= Billy Mills (racing driver) =

William Arthur Frank Mills (January 3, 1898 – September 16, 1937) was a South African racing driver)

Billy Mills was born in South Africa in 1898. His father was a transport rider, and then a farmer in the Umlaas Road area. Mills was among the tough motorsport pioneers in South Africa, racing a series of ‘cutdown’ modified American saloons and then an imported Aston Martin Ulster in the early South African Grand Prix.
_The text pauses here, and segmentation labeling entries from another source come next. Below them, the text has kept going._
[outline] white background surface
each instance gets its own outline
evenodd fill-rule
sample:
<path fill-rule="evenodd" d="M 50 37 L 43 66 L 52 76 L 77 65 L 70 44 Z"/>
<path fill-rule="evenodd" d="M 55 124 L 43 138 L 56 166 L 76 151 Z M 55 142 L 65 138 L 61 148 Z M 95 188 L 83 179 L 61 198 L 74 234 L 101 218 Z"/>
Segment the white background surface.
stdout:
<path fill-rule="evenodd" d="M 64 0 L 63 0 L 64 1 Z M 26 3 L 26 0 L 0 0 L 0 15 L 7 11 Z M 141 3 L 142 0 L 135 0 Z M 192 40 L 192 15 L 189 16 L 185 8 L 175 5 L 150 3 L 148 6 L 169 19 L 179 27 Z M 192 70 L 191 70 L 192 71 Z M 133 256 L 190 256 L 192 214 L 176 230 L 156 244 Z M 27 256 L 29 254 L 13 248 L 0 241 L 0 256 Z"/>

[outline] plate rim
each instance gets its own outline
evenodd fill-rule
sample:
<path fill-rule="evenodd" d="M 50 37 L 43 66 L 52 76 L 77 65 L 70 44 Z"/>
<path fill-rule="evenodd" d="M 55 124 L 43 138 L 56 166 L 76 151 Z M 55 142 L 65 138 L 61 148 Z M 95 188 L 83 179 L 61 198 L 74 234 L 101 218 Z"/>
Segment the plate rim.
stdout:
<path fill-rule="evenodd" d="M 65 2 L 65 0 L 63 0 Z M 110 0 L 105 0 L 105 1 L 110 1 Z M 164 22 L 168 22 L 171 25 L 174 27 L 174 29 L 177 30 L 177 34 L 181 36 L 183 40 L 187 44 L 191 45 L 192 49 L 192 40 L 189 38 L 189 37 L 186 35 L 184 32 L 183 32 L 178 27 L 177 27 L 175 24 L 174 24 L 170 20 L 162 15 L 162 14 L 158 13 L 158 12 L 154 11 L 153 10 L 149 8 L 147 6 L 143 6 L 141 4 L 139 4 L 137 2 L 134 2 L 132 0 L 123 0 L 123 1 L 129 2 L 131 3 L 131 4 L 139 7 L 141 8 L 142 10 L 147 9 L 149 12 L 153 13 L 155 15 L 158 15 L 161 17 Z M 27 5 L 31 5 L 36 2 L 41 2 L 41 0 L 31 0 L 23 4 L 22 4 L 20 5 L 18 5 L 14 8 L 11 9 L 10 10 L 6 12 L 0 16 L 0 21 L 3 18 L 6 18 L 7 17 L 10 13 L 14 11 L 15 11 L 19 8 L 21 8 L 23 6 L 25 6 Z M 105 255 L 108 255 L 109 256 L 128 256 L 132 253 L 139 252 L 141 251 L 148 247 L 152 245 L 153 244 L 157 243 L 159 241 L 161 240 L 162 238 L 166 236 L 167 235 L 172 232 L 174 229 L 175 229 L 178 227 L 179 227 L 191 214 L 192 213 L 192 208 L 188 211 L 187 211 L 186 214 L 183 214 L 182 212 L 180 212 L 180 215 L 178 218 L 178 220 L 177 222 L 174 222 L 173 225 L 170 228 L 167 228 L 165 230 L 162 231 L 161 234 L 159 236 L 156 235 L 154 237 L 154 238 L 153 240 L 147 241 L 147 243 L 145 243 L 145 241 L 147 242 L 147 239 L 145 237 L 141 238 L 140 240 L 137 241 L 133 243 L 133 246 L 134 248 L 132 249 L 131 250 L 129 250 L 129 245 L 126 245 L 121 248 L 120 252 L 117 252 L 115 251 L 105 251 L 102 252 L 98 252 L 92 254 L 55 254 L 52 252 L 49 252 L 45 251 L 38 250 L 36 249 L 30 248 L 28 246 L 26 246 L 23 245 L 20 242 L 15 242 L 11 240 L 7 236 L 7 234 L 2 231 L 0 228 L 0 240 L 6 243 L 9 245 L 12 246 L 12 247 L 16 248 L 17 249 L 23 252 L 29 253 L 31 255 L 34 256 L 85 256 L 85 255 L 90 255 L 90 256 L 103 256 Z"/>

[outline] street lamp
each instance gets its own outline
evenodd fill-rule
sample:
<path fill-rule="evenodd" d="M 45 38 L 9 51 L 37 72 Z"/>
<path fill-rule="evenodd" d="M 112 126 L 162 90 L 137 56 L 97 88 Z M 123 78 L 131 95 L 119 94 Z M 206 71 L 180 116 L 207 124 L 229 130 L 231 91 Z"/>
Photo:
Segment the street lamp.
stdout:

The Ulster, one of just 21 built, was bought from the works on 7 July 1936 at a cost of £1,100. However, he was arguably better known for his long-distance, record-breaking efforts back in the 1920s, notably the ‘runs’ from Durban to Johannesburg and Pietermaritzburg to Durban using Chryslers and De Sotos. Mills was also among the early South African aviation pioneers, owning a Leopard Moth based at Oribi airfield. He competed in two South African GPs both at East London, in 1936 in his converted Plymouth two-seater 'Pyroil Special', finishing sixth and in 1937 in the Ulster retiring on lap one. He placed thirteenth in the 3rd Kimberley 100 held on the Paardeberg Road Circuit on 5 October 1936, and sixth in the 1st Coronation 100 held on Maritzburg's Alexandra Park Circuit on 31 May 1937. Mills did not finish the 1st Bloemfontein Blue Riband held on the Brandkop Speedway on 2 August 1937, and finished sixth and seventh in the two heats making up Silver Springbok Trophy on the Lord Howe Circuit on 21 August 1937. Mills died suddenly in Pietermaritzburg on 16 September 1937, only 39 years old, from heart failure brought on by influenza and pneumonia. His grandson is Dr. Greg Mills, an expert in international affairs.